System-Fachkräfte aus dem Regierungsbezirk Münster mit Dr. Petra Kostas-Hartmann. Foto: Bezirksregierung Münster
Für Orlishausen kam der Impuls, sich gegen Extremismus an Schulen zu engagieren, aus der persönlichen Erfahrung. Er war vor einigen Jahren als Geschichtslehrer in Wuppertal tätig, als dort die sogenannte „Scharia Polizei“ um den Salafistenprediger Pierre Vogel Anhänger auch auf Schulhöfen fand. „Wenn es um Verschwörungstheorien geht, sind klassische Maßnahmen aus dem Schulbetrieb selten erfolgreich. Mit Sanktionen, guten Argumenten oder auch einer Unterrichtsreihe zum Thema Demokratieförderung kommt man bei solchen komplexen Problemen nicht unbedingt weiter.“ Wichtig sei es, den Kontakt zu Schülerinnen und Schülern zu halten – auch wenn diese radikalen Weltbildern anhängen. „Ziel von Extremisten ist es, dass sich ihre Anhänger von der gewohnten Umgebung distanzieren. Deshalb gilt es zu verhindern, dass Täterinnen und Täter weiter abdriften“, sagt Orlishausen.
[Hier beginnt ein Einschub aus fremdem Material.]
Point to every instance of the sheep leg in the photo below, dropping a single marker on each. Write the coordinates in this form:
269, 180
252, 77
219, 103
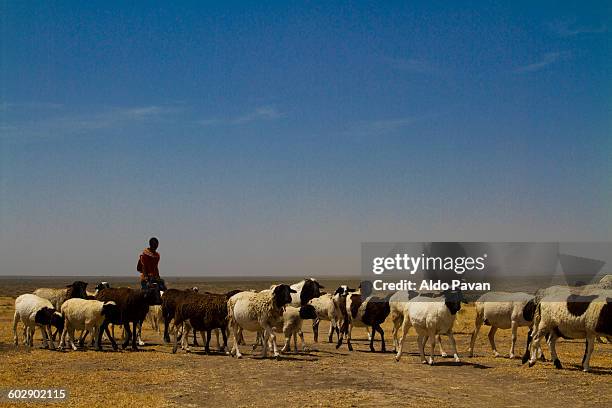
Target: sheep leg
552, 344
140, 342
432, 346
82, 337
589, 350
166, 325
224, 336
258, 340
71, 338
379, 329
287, 345
63, 337
15, 322
348, 337
207, 345
234, 327
477, 326
128, 333
400, 344
421, 344
195, 339
31, 331
101, 330
111, 337
264, 340
176, 339
272, 337
535, 344
217, 338
514, 331
341, 335
451, 337
529, 340
303, 343
43, 329
492, 340
442, 352
47, 334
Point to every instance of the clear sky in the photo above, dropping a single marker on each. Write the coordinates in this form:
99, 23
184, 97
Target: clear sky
275, 138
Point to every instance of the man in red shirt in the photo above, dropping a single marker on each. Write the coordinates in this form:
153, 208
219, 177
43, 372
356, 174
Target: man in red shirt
147, 266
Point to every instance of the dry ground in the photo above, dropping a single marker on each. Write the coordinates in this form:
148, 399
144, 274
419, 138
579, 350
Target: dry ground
323, 377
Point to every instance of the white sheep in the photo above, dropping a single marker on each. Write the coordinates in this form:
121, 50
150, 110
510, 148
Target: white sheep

Fokus auf emotionale Bedürfnisse
Hinter dem Glauben an Verschwörungsmythen und extreme Weltbilder stehen häufig emotionale Bedürfnisse. „Es geht um Identitäten“, sagt Dr. Petra Kortas-Hartmann. Sie ist als Fachbeauftragte für Schulpsychologie in der Bezirksregierung Münster für die SystEx-Fachkräfte im Regierungsbezirk zuständig. Orlishausen beschreibt ein Beispiel aus dem Schulalltag: „Es gibt Jugendliche, die ein Bedürfnis nach Autorität und Hierarchien haben. Sie benötigen dann ein anderes identitätsstiftendes Umfeld, um dies zu befriedigen. Das könnte zum Beispiel in einem verantwortungsvollen Ehrenamt bei der Freiwilligen Feuerwehr passieren.“
Dieser Beitrag ist in Heft 2/2025 des WESTFALENSPIEGEL erschienen. Möchten Sie mehr lesen? Gerne senden wir Ihnen zwei kostenlose Ausgaben unseres Magazins zu. Hier geht es zum Schnupperabo.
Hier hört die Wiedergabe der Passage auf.